Der Streit um das Urheberrecht geht in die nächste Runde. Am Montag legte die Piraten-Partei einen Zehn-Punkte-Katalog zur Urheberrechtsreform vor, während der SPD-Arbeitskreis zum Thema ein Zwölf-Thesen-Papier präsentierte. Außerdem machten sich Künstler und Verbände in einem Aufruf zum internationalen Tag der kulturellen Vielfalt für eine Sicherung des Urheberrechts stark. Unter dem Motto „Wert der Kreativität“ finden deutschlandweit rund 450 Veranstaltungen gegen Kulturabbau statt.

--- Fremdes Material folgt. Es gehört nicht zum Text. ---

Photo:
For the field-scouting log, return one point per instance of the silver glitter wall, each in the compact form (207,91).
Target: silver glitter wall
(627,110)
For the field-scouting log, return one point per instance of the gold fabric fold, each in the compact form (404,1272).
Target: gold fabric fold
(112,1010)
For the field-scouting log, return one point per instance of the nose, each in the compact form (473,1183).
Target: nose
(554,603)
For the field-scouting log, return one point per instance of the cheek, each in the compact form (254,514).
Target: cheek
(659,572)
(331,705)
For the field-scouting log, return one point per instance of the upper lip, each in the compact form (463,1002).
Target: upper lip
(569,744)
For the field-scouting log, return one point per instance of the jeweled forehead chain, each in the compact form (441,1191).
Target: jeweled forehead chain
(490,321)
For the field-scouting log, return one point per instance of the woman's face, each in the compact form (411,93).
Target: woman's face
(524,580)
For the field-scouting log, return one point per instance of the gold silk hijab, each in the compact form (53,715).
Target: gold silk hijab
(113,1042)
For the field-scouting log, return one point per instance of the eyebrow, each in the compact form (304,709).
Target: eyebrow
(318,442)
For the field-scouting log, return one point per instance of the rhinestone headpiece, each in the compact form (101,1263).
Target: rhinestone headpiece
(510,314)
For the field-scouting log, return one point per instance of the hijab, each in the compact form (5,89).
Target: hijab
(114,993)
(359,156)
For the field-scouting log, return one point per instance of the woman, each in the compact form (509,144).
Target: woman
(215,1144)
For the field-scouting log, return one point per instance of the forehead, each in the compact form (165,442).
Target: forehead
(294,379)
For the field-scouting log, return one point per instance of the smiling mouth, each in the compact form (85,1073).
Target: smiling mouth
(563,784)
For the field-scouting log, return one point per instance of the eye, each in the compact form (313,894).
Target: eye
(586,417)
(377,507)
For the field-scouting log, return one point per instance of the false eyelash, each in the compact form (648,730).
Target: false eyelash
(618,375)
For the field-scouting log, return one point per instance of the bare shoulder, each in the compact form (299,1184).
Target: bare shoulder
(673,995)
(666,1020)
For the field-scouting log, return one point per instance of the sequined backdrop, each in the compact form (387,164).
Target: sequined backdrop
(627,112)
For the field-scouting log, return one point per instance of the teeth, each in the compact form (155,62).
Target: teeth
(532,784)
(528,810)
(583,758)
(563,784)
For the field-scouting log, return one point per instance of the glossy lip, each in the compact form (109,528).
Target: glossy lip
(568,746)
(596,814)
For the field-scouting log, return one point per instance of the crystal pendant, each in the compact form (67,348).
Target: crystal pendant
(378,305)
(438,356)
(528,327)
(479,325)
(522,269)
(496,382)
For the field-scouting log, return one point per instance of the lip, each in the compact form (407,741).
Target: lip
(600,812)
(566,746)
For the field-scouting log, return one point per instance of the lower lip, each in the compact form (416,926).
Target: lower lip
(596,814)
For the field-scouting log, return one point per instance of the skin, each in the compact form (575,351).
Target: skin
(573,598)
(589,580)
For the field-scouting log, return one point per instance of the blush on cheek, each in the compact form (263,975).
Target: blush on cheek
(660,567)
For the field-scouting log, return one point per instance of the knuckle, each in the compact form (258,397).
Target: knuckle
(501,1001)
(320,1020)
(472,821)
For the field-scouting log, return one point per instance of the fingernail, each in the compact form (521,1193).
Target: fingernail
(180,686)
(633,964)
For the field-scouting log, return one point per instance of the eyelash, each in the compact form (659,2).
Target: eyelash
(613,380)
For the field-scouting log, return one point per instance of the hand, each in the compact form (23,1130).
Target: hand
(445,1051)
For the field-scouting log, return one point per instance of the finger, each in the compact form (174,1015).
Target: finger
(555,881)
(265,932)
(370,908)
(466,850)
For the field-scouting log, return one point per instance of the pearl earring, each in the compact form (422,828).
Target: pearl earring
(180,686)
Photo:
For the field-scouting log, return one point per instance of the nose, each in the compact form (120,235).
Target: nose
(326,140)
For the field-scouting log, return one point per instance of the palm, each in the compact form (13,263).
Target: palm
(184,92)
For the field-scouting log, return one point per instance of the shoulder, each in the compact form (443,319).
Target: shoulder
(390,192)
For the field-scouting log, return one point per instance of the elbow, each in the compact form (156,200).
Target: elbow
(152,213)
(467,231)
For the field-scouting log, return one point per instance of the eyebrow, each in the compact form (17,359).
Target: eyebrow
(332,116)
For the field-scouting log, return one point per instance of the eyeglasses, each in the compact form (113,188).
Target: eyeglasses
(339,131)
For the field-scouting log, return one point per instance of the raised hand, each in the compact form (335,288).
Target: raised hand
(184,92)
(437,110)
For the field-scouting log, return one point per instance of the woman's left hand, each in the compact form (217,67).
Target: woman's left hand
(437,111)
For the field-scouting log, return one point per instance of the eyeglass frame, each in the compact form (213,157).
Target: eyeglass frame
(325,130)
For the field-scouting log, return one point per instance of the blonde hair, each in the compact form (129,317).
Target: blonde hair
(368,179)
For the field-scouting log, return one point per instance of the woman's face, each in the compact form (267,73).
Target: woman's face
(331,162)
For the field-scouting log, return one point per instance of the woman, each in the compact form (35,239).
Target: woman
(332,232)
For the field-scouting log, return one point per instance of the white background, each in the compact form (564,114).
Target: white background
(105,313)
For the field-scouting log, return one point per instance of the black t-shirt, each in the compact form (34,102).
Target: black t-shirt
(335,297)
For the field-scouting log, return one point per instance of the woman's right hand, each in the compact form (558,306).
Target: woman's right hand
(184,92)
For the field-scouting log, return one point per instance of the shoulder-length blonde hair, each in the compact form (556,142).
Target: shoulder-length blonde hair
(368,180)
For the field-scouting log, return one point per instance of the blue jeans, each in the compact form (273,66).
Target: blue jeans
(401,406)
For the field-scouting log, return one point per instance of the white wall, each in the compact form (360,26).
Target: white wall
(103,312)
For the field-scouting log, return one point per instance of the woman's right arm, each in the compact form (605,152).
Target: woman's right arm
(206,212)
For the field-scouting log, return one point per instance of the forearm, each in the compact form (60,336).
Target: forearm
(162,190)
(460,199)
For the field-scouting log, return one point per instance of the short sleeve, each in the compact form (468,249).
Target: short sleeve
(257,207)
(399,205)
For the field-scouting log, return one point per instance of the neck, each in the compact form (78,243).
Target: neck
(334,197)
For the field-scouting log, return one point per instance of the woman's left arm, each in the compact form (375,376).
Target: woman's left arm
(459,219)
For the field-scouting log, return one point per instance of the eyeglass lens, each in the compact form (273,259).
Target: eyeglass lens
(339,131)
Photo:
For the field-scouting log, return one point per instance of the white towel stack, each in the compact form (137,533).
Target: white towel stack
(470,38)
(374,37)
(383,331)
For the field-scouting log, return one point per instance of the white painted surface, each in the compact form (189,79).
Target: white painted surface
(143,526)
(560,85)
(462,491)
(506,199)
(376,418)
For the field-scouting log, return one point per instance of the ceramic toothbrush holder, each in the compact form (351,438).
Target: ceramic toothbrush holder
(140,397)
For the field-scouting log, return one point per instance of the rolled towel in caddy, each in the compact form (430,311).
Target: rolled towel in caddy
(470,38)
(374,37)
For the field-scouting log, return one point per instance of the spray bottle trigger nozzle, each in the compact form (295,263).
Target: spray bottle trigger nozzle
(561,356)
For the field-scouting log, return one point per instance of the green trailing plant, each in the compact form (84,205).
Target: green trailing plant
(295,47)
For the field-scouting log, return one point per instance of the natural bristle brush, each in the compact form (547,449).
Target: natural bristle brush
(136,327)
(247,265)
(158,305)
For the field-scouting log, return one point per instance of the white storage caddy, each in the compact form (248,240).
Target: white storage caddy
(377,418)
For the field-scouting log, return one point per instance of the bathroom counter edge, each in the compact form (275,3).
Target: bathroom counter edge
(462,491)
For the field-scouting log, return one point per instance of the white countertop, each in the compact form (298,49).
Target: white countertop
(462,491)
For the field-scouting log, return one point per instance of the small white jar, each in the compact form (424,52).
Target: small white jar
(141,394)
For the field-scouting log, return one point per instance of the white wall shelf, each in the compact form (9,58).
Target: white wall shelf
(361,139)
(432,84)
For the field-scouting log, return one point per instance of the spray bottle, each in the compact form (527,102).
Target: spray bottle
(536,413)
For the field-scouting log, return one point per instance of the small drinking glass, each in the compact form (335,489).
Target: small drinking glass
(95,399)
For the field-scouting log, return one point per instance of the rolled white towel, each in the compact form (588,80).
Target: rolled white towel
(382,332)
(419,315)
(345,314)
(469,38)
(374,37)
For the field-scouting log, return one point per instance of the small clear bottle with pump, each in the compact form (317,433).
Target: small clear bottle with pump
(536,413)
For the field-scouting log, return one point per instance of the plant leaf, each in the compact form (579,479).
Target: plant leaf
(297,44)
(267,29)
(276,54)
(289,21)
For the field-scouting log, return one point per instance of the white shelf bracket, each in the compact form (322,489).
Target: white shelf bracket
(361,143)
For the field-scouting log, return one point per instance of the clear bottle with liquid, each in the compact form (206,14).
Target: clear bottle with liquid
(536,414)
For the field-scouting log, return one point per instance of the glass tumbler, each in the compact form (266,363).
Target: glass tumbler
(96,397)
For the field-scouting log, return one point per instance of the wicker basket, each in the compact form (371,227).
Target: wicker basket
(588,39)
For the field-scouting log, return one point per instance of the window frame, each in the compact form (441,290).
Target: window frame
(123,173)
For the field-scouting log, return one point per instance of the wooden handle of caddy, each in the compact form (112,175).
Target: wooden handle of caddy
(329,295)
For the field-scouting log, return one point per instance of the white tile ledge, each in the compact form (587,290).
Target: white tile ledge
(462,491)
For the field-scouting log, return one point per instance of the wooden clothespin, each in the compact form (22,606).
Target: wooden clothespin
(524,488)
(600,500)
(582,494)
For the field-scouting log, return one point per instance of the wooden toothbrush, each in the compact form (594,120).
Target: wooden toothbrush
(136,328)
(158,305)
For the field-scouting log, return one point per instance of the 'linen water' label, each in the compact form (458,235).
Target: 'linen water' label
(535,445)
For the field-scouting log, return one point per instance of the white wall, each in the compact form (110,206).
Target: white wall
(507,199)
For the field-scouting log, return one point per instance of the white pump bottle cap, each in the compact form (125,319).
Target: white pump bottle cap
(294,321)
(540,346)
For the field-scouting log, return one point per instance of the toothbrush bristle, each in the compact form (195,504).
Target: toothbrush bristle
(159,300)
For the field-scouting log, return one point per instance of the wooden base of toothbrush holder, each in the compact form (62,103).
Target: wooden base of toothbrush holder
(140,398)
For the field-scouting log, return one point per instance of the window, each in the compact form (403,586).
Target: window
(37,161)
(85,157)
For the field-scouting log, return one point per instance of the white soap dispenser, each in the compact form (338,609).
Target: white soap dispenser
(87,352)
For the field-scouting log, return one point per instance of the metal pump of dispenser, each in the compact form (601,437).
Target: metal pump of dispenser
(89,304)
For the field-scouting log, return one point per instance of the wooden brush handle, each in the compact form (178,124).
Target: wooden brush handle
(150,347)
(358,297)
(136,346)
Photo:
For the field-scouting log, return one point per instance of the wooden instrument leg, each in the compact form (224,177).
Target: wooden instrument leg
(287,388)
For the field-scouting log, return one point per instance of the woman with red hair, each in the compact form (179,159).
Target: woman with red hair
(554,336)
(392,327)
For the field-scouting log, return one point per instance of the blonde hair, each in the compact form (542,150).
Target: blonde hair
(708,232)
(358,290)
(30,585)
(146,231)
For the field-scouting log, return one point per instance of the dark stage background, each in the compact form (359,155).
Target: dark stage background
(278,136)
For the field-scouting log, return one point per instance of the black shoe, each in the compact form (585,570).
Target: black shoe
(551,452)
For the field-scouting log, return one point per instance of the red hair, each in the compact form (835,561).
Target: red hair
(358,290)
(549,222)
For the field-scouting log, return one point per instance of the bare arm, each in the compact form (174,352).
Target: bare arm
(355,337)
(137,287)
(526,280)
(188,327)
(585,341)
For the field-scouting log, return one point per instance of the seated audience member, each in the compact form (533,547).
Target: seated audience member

Zu den Forderungen der Piraten zählt die „Entkriminalisierung“ der Tauschbörsen: Der „private, direkte, nichtkommerzielle“ Austausch von Musik und Filmen solle legalisiert werden. Außerdem sollen Schulen und Universitäten gekaufte Bücher intern frei zugänglich machen dürfen, und der Urheberrechtschutz für Songs und Literatur soll nicht mehr nach 70 Jahren erlöschen, sondern nach zehn. Um einen „produktiven Dialog“ mit den Kreativen und den Rechteinhabern in Gang zu setzen, hat die Partei auf piratenpartei.de Foren freigeschaltet, in denen bis zum Sonntag diskutiert werden kann.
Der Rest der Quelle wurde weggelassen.